At Cedarcrest, the night was still young. Patricia, and then Morton, had arrived at the country home of the Gardners while the several guests were still at table, and the scenes which followed their coming had passed with such stunning rapidity that every one of the party was more or less affected by them, each one in his or her separate manner. The men of the party were silent and preoccupied. The scene enacted just before the departure of Morton weighed more or less heavily upon them, and while each one felt that the young ranchman had "got what was coming to him," there was not one among them who did not experience a thrill of sympathy for the young fellow, who had been so well liked by the new acquaintances he had made in the East.

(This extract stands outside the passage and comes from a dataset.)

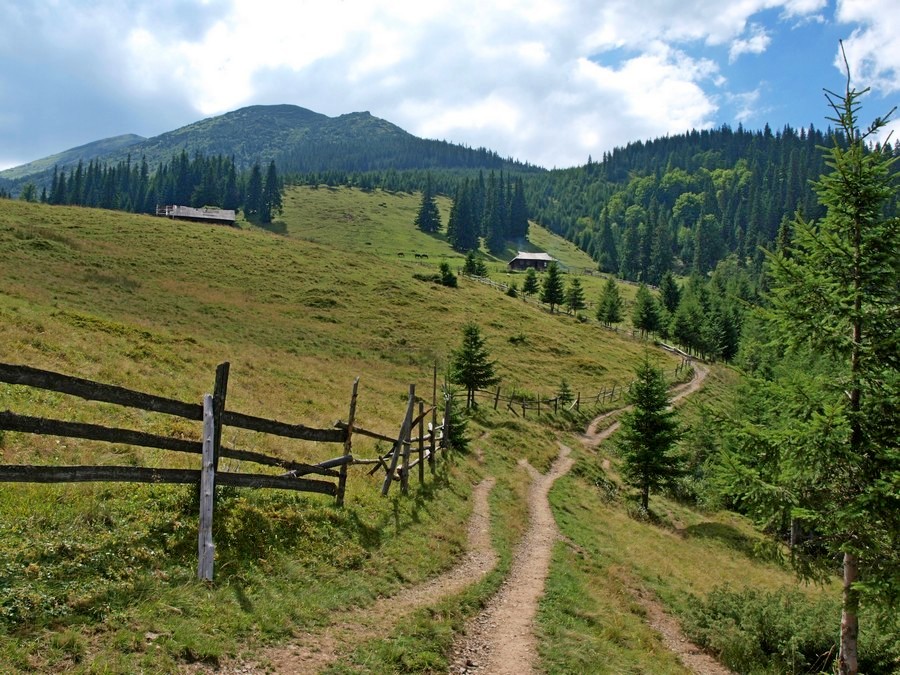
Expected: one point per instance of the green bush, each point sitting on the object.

The two gentlemen strangers, who had brought Morton to the house in their car, were the first to take their departure, after Morton's dramatic exit, although they remained long enough to imbibe a whisky-and-soda, and to hear what Jack Gardner still had to say. That was not so very much, but, like all he had said that night, it was straight to the point.

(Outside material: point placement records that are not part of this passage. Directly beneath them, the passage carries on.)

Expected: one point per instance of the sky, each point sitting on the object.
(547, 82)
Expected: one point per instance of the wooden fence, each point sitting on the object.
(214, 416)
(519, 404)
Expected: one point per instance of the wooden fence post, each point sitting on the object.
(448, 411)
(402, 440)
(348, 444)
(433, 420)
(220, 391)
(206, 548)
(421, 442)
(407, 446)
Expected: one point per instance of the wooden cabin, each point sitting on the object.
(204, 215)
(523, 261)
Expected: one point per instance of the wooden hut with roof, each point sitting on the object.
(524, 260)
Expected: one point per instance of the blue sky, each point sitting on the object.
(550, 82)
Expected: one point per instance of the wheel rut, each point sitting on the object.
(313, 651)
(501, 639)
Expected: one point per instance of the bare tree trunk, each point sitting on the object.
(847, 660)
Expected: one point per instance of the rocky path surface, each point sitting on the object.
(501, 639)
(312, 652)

"Gentlemen," he said to them, standing with his glass in hand and addressing all, impersonally, "what I have to say now, is said to all, alike. Two of you are strangers to me; the others are more or less intimately my friends. It is my particular wish that we should all bind ourselves to secrecy, concerning what has happened at Cedarcrest, and in this vicinity, to-night. It happens that no real harm has been done; no one has been injured; amends have been made to Miss Langdon, so far as it has been possible to make them, and I am quite sure of her desire never to hear the subject mentioned again."

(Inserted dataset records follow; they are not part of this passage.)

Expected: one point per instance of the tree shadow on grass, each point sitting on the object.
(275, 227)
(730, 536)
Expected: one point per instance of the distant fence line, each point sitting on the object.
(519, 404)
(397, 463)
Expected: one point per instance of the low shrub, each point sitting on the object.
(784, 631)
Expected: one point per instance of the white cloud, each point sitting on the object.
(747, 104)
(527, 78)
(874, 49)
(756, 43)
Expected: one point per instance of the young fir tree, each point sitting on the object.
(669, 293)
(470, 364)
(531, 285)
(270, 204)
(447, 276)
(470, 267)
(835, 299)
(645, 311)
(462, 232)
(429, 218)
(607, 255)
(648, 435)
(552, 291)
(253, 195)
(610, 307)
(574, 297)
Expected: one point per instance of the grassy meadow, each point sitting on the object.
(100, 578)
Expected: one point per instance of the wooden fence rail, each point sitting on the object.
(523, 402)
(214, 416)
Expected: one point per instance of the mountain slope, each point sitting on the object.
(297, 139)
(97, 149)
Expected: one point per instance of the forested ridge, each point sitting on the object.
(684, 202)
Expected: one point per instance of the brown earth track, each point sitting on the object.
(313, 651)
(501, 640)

There was a generally affirmative nodding of heads about him as he spoke, and after an instant, he continued: "In what has occurred in this room, I have had to assume a triple obligation: that of host, that of self-appointed champion of the young woman who received the affront from another of my guests, and that of a life-long acquaintance with the man whom I was compelled, by circumstances, to expel from my house. The last was the most difficult of all to fill. There is not one of you who could not readily have assumed two of the responsibilities; the last one I have named has been distinctly unpleasant. I have known and liked Dick Morton, since we were boys. We hail from the same state, and from a locality there where we were near neighbors, during our youth. He is somewhat younger than I--about two years, I think--and, until to-night, I have never known him to be otherwise than a brave and chivalrous fellow, ready to fight at the drop of the hat. We must agree that no matter what his conduct was, prior to the scene in this room, he conducted himself, while here, in a manner that was beyond reproach. He realized the enormity of the outrage he had committed, and he took his medicine, I think, as a fighter should. He is gone now, and I doubt if any of us see him again. That is all, I think, that need be said." It was then that Roderick Duncan silently put aside his glass, and went out of the room, unnoticed by the others. He knew that a general discussion of the incidents of the evening would follow, and he had no wish to take part in it. He anticipated that the two gentlemen who had brought Morton to the house, would be asked to remain, and that he would therefore see them again, later on, and so he took the opportunity that was afforded him to escape unseen and unnoticed.